JSON streaming
Sometimes you need to create JSON from a big pile of data you can stream
from some source, file or socket for instance.
Sadly you can't encode generator as-is using the Python json
library:
In [1]: json.dumps(range(10))
...
TypeError: Object of type 'range' is not JSON serializable
The simple solution here is to derive from list
and override __iter__
method:
In [1]: class LazyList(list):
...: def __init__(self, gen):
...: self.__gen = gen
...:
...: def __iter__(self):
...: return iter(self.__gen)
...:
...:
In [2]: json.dumps(LazyList(range(10)))
Out[2]: '[0, 1, 2, 3, 4, 5, 6, 7, 8, 9]'
Mind that the solution is not problem-free.

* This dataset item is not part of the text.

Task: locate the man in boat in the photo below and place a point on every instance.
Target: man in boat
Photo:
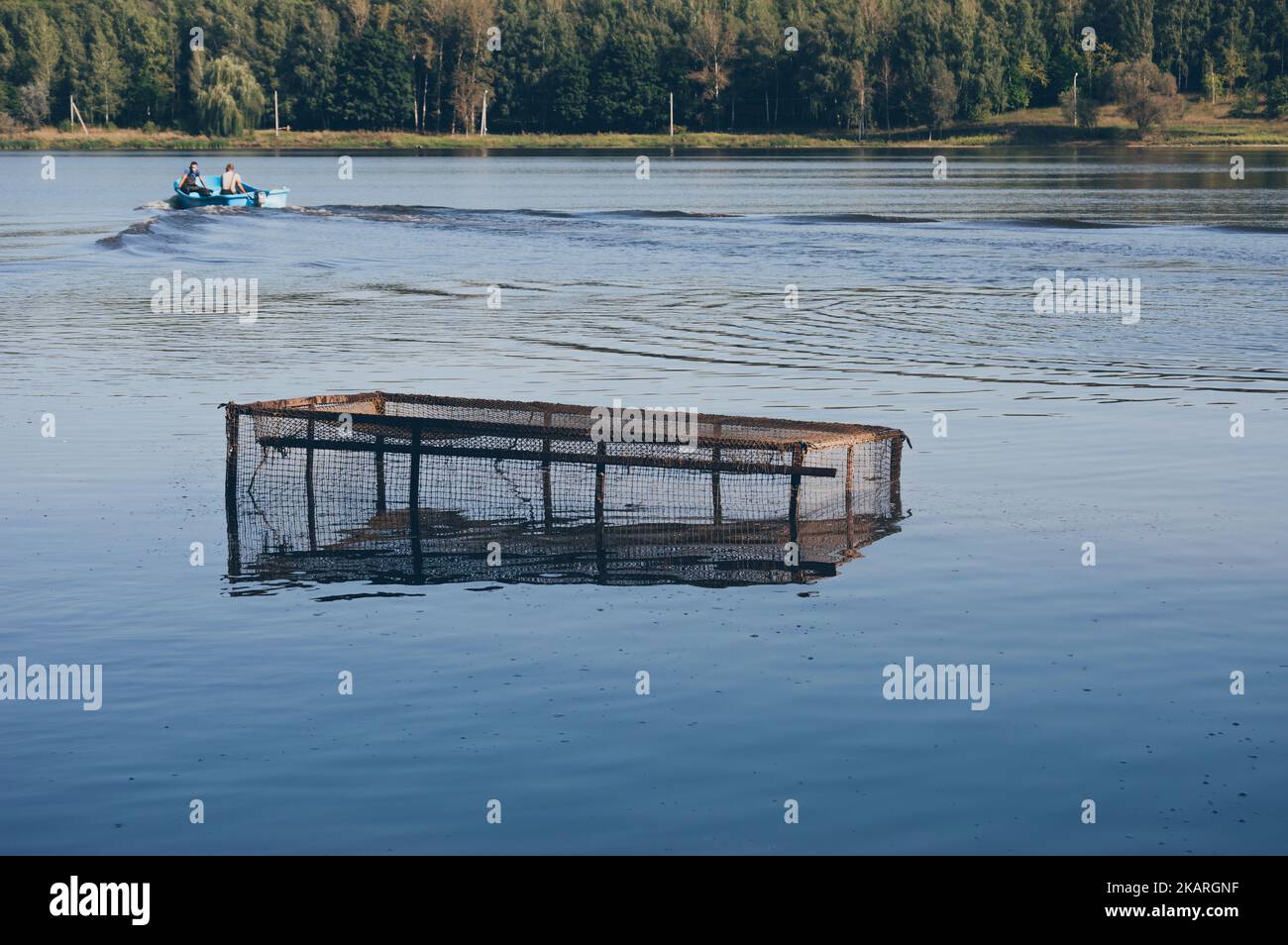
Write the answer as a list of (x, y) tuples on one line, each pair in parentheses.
[(191, 181), (231, 181)]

It might not work correctly for indent
parameter,
and also some versions of json
require you to override __len__
as well.
The solution described is a more or less hack,
the clear one is to use simplejson
instead.
It explicitly supports iterable_as_array
flag:
In [1]: import simplejson as json
In [2]: json.dumps(range(10), iterable_as_array=True)
Out[3]: '[0, 1, 2, 3, 4, 5, 6, 7, 8, 9]'
You also may put all data of the generator into a list and encode it afterward but will take some time and additional memory.